Navigation Links
CU-Boulder stem cell research may point to new ways of mitigating muscle loss
Date:2/16/2014

New findings on why skeletal muscle stem cells stop dividing and renewing muscle mass during aging points up a unique therapeutic opportunity for managing muscle-wasting conditions in humans, says a new University of Colorado Boulder study.

According to CU-Boulder Professor Bradley Olwin, the loss of skeletal muscle mass and function as we age can lead to sarcopenia, a debilitating muscle-wasting condition that generally hits the elderly hardest. The new study indicates that altering two particular cell-signaling pathways independently in aged mice enhances muscle stem cell renewal and improves muscle regeneration.

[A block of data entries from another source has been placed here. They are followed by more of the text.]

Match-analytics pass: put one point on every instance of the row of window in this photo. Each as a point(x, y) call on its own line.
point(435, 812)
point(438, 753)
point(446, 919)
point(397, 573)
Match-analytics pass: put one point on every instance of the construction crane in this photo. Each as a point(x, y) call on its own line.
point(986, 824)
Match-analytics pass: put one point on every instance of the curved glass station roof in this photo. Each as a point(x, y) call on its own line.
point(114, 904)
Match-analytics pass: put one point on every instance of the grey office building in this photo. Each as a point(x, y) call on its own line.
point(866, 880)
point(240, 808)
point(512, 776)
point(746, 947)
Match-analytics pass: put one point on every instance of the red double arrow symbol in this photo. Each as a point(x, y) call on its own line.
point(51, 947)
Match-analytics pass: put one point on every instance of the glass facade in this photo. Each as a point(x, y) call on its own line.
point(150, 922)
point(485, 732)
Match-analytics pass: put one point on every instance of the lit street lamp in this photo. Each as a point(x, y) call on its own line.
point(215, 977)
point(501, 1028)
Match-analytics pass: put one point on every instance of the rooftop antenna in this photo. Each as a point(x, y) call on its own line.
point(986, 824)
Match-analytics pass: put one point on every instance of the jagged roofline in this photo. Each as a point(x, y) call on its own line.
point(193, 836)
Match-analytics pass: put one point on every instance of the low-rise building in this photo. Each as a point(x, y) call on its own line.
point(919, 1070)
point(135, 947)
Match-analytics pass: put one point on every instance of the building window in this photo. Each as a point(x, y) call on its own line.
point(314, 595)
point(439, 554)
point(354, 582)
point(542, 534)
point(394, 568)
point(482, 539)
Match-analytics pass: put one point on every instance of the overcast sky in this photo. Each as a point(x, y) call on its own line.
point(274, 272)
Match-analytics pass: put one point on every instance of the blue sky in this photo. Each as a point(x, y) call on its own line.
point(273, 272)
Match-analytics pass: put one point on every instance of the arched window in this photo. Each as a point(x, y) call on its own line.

One cell-signaling pathway the team identified, known as p38 MAPK, appears to be a major player in making or breaking the skeletal muscle stem cell, or satellite cell, renewal process in adult mice, said Olwin of the molecular, cellular and developmental biology department. Hyperactivation of the p38 MAPK cell-signaling pathway inhibits the renewal of muscle stem cells in aged mice, perhaps because of cellular stress and inflammatory responses acquired during the aging process.

The researchers knew that obliterating the p38 MAPK pathway in the stem cells of adult mice would block the renewal of satellite cells, said Olwin. But when the team only partially shut down the activity in the cell-signaling pathway by using a specific chemical inhibitor, the adult satellite cells showed significant renewal, he said. "We showed that the level of signaling from this cellular pathway is very important to the renewal of the satellite cells in adult mice, which was a very big surprise," said Olwin.

A paper on the subject appeared online Feb. 16 in the journal Nature Medicine.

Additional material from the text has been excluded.